İkincisi: Amerikalılar Azez-Marea hattı ile Halep’teki hareketliliğin YPG’yi Suriye yönetimi ve Rusya’ya yaklaştırdığını düşünüyor. Yani ABD’liler Fırat’ın doğusundaki değerli ortağını Fırat’ın batısında Ruslara kaptırmak istemiyor.
Üçüncüsü: Aynı Amerika Kürtlerin Fırat’ın batısındaki sözde ‘ılımlı’ grupları hepten çökertmesini istemiyor. Çünkü bu gruplardan bir kısmı ABD açısından Suriye yönetimini köşeye sıkıştırmada hala işlevselliğini koruyor.
Peki, ABD’nin bu uyarılarına Kürt tarafı ne diyor? ABD Kürtlerin Azez’e ilerlemesine göz yumduğu halde neden çark etti?
HERKESİN BİR HESABI VAR
Ortadoğu çelişkiler yumağı. Burada akşamın hesabı sabaha, sabahın hesabı akşama uymuyor.
Özetle herkesin bir hesabı var:
- ABD Türkiye ile ittifak ilişkilerini fazla örselemeden Kürtler üzerinden bölgeye nüfuz etmek, Suriye’nin geleceğine parantez açmak, Suriye yönetimi üzerinde baskı mekanizması oluşturmak ve tabi Rusya’yı dengelemek istiyor.
- Suriye yönetimi, silahlı isyan sürecini besleyen Türkiye’ye yanıt olarak Kürt kartını görüyor. Şam açısından Ankara, Rojava özerk yapılanmasını düşman bellediği sürece Kürtlerin bölgeyi kontrol etmesi sorun değil. Şam Rojava’nın ne denli kırılgan hatlar üzerinde oturduğunu çok iyi biliyor. Bu kırılganlıklar sayesinde Kürtlerin itaatini sağlayacağını düşünüyor. Ama bunun için Kürtlerin Amerikalılarla iştigalinin daha ileri gitmemesi gerekiyor.
- Rusya’nın hesabı Suriye’ninkinden ayrı değil.
- Ya Kürtlerin hesabı?
Kürtler fiili özerkliği yarına aktarmak için bütün seçeneklere açık; barışsa barış, savaşsa savaş, işbirliği ise işbirliği.

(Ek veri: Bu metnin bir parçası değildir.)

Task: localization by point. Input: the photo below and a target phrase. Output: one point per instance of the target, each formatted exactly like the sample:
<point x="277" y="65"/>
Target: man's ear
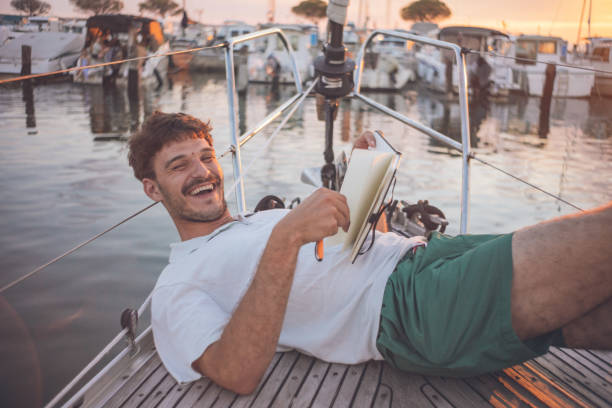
<point x="151" y="189"/>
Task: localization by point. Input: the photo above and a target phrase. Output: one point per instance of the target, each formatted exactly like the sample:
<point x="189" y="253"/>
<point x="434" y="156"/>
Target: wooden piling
<point x="547" y="91"/>
<point x="26" y="60"/>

Tam da Kürt hesabı derken bu noktada bir parantez açmak istiyorum. Hani Türkiye’nin tampon bölge olsun diye diline pelesenk ettiği Azez-Marea hattı yok mu, işte bu bölgede Kürtler alttan alta demokratik özerkliğin temelini atmaya çalışıyor. YPG liderliğindeki Suriye Demokratik Güçleri’nin Minnig (Menag) Hava Üssü ve çevresindeki köyleri ele geçirmesine öfkelenen Türkiye’nin top atışlarına ve ABD’nin ‘çekilin’ uyarılarına rağmen!

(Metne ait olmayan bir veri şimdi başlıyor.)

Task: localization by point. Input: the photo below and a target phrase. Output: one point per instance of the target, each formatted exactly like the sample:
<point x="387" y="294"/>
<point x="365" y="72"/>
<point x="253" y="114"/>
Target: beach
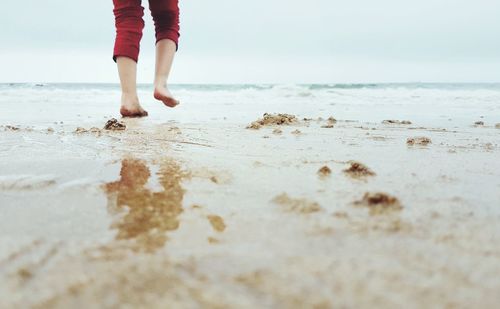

Kilis sınırı ile Halep arasında Azez, Cerablus, Menbic, El Bab, Tel Rıfat ve Marea gibi yerleri içine alan bölgeyi Kürtler “Şehba” diye anıyor. Halep’in güneyinde Sefira bölgesindeki Kürt yerleşimleri Tel Aran ve Tel Hasıl’ı da buraya dahil ediyorlar.
Kürt kaynaklara göre Türkiye'nin kırmızı çizgilerle YPG'yi engellemeye çalıştığı bu bölgede Kürt, Arap, Türkmen, Ermeni ve Çerkeslerin katılımıyla Şehba Rûsipiler (İhtiyarlar Heyeti) Kurucu Meclisi oluşturuldu. Meclis ilk kongresini 28 Ocak’ta Afrin’de yaptı. TEV-DEM’in organize ettiği kongreye 150’si delege yaklaşık 300 kişi katıldı. PYD, kanton yöneticileri ve Cenevre konferansına alternatif bir cephe olarak oluşturulan Suriye Demokratik Meclisi temsilcilerinin de katıldığı toplantıda 49 kişilik Şehba Yürütme Kurulu oluşturuldu. Askeri alanda Demokratik Suriye Güçleri ve siyasi alanda Demokratik Suriye Meclisi’nin Şehba bölgesinin yegâne temsilcisi olduğu ilan edildi.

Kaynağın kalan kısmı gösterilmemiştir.